SemDem probes “What Florida Democrats can learn from Virginia … and why they need to” at Daily Kos and offers some strategy suggestions, including, “Long-term investments in pink and red counties can make a dent in Republican dominance in those areas, and they will be critical for victory in 2020… Florida will be lost again if red counties, like Pasco County, are allowed to drive up 50,000 vote margins…Look at Virginia: Just a few years ago, as one candidate put it, the rural western region was written off as hopeless by the state Democratic Party. That started changing in 2015, thanks to the work of several groups. One such group, 90 for 90, was organized by lawmakers and the Chesterfield County Democrats to register voters, encourage voter participation, and recruit candidates outside of the Democratic strongholds. Another initiative, started by Sen. Tim Kaine in 2017, banded multiple rural candidates together to pool resources, share consultants, and create operational support for campaigns across the rural districts. One of these candidates was Daily Kos’ own Beverly Harrison. Although she lost her election, Harrison found success in her work on the successful state campaign to get Virginia to ratify the Equal Rights Amendment…The goal was to build relationships within rural areas, and identify and focus on issues those communities care about, like broadband access and farming. The renewed care that the Virginia Democrats showed these neglected areas paid dividends right away: The GOP suddenly realized that it could no longer rely on these areas it had formerly depended on to retain its majority.”

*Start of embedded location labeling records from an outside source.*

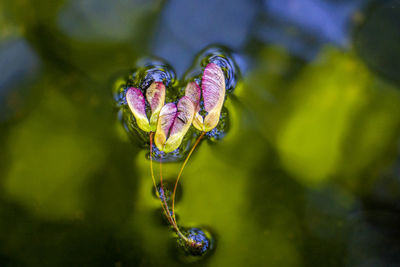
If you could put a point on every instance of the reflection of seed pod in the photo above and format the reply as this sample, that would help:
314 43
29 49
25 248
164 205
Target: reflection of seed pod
200 244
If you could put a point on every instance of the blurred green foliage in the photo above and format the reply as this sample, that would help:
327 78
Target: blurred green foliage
311 146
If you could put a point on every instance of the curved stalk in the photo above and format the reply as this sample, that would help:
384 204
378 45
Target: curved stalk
165 208
180 173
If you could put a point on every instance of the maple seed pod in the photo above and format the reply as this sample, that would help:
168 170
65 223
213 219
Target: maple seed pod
174 122
213 91
155 96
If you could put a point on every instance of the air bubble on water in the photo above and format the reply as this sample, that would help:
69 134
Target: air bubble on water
200 243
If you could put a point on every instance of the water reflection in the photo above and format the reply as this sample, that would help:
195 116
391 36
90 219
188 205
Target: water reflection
308 174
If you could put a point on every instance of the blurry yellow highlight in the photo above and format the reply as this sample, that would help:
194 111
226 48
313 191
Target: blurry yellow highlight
51 160
340 120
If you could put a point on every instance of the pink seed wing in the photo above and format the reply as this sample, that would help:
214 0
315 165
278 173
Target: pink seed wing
184 116
183 120
137 105
165 122
155 96
213 87
193 91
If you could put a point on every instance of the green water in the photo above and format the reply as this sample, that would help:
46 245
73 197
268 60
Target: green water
307 174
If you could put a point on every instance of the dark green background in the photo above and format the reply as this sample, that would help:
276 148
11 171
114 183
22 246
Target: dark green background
308 174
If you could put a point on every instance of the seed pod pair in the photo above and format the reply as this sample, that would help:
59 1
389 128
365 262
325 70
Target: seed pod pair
170 121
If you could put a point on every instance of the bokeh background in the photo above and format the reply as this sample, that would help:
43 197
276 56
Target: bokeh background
308 174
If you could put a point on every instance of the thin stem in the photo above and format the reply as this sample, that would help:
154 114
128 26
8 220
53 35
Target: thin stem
180 173
165 208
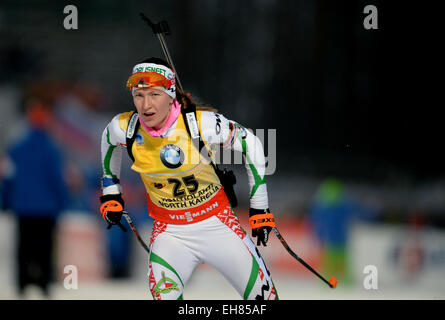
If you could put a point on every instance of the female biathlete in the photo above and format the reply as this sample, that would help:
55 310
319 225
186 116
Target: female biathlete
193 218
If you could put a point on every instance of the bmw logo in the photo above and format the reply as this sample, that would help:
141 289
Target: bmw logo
172 156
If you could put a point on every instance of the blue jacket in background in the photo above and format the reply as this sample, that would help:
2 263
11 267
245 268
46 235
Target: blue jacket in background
36 187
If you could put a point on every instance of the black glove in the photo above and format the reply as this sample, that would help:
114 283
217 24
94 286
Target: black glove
262 222
112 209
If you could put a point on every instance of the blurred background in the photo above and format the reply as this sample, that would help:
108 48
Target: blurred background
359 178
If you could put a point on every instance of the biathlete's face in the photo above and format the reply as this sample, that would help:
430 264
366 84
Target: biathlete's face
153 106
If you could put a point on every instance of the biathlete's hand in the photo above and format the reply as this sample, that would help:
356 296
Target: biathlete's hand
262 222
112 209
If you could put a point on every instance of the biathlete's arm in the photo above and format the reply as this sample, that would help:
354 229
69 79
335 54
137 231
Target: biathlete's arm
219 131
112 143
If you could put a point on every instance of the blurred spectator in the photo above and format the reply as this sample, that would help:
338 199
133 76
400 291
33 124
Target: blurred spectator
35 191
331 213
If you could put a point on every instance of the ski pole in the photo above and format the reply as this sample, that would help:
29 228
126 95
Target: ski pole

SemDem notes also that “The Haitian American population in South Florida has grown to over 300,000 strong, expanding their political clout. Scott appeared at a major Haitian American religious event, the Haitian Evangelical Crusade, in Greenacres, Florida; he ran ads in Haitian Creole. Never mind that Rick Scott strongly supports a president who called Haiti a “shithole.” All any of the Florida Democratic candidates had to do was make an effort—at least show up. They didn’t, and we lost every major race by razor-thin margins…Contrast this with the new East Asian and Indian immigrants in Virginia. The situation there was reversed: The Virginia GOP had a tremendous opportunity to get a foothold in these immigrant communities, as these voters spoke positively about the GOP’s rhetoric on taxes and on family values. Yet the Virginia Republicans made very little effort to reach out and counter Trump’s constant, vile attacks on immigrants. That got noticed…It was the Virginia Democrats who welcomed them, visited year-round, and listened to their needs. They didn’t just assume that immigrant communities would fall in line behind Democrats because of Trump’s hatred. It’s as if the Florida Republicans and the Virginia Democrats are following the same playbook, and it’s working for both. In Virginia, immigrant communities turned out in droves and helped Democrats capture the trifecta.” Democrats should also note that Florida has more eligible African-American voters than any other state. Even a modest increase in Black turnout in Florida can make the difference on November 3rd.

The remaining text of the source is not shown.